Roach killer tech was technology used in space to kill the space roaches someone had made two hundred years ago. They lived on cosmic radiation, could get as big as a mountain and had infested our solar system. They were a big issue for the Mars colony, and they had taken over Venus.
“Is it clean?” I asked.
“I do not sell infected software!” He replied, feigning insult.
I gave him a look.
“You once sold me that helmet with-”
“I was drunk, I was drunk, and I gave you a refund! When will you let that go?”

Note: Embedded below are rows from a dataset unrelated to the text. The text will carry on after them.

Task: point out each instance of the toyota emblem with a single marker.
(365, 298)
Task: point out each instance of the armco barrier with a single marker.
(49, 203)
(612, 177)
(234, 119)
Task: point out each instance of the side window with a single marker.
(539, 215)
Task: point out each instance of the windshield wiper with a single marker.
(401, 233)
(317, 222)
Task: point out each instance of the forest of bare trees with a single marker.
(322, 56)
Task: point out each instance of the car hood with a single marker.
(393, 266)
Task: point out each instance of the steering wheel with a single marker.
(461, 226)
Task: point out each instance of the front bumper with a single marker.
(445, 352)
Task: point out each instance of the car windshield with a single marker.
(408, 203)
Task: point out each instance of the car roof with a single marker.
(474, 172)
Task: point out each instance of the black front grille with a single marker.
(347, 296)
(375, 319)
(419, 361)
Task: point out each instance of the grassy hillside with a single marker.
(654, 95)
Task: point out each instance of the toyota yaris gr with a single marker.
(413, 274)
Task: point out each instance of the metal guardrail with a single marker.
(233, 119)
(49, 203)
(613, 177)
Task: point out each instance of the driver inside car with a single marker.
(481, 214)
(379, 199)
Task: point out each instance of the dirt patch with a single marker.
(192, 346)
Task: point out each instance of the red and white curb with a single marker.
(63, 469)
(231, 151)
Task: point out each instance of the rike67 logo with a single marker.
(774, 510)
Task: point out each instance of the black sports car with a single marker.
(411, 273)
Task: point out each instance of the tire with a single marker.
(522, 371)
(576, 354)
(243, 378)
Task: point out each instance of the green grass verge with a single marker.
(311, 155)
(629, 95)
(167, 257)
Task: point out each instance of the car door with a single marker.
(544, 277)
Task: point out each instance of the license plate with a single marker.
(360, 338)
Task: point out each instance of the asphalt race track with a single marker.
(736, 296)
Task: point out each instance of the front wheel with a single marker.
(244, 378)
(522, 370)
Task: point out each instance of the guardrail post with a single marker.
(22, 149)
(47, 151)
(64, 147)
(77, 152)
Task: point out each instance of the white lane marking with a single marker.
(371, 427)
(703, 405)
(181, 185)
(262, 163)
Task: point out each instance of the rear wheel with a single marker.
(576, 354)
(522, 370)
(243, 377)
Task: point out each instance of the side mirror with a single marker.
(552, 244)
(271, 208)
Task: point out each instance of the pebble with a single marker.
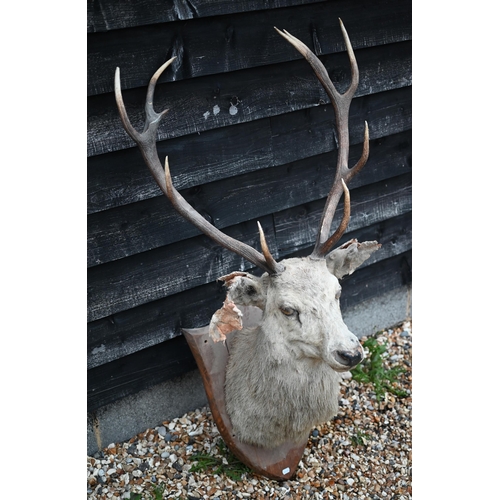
(337, 464)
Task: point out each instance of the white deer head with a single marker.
(282, 377)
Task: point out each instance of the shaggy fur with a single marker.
(282, 377)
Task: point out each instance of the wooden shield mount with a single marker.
(276, 463)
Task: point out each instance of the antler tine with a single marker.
(147, 145)
(341, 104)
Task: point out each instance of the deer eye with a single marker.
(288, 311)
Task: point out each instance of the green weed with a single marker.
(372, 370)
(360, 438)
(155, 494)
(234, 469)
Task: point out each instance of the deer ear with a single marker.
(244, 289)
(348, 257)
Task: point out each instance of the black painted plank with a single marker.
(369, 204)
(148, 276)
(128, 375)
(121, 177)
(222, 100)
(106, 15)
(228, 43)
(126, 283)
(139, 328)
(130, 331)
(118, 233)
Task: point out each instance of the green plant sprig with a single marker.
(372, 370)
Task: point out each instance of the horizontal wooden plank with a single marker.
(130, 331)
(106, 15)
(130, 374)
(296, 227)
(205, 103)
(119, 233)
(220, 44)
(121, 177)
(148, 276)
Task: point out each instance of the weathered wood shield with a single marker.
(276, 463)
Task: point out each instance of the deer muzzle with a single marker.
(349, 359)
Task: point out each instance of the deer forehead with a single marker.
(304, 280)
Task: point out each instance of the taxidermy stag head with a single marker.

I pulled out a small handheld computer and held my hand out.
“How much?” I asked.
“Ten grand,” he replied.
I nodded, and he handed me the drive. I plugged them into my computer and ran the programs. The suit OS was source code, and everything else was clean. Hacking nowadays was some tough stuff. Most information was communicated via trusted programs only, like Blackline and a few other file-sharing programs. Even the biggest of tech companies relied on one of the giants of the file sharing networks to encrypt and decrypt their information.
Each of them had a quantum computer the size of a nuclear plant and were located right next to a giant nuclear plant running an immensely powerful AI algorithm.
The whole of the internet was built around those companies, and every single one of them were routinely inspected by world governments and HU officials.
But secure didn’t mean safe. Sure, the files were private, but that didn’t mean they couldn’t hack you. I ran the files on my own.
I nodded begrudgingly as my antivirus did its checks. Then I sent over the cash through our blacklines.
“Now,” I spoke as he shuffled through his bag. “What do you know about those string of crimes that happened three weeks ago?”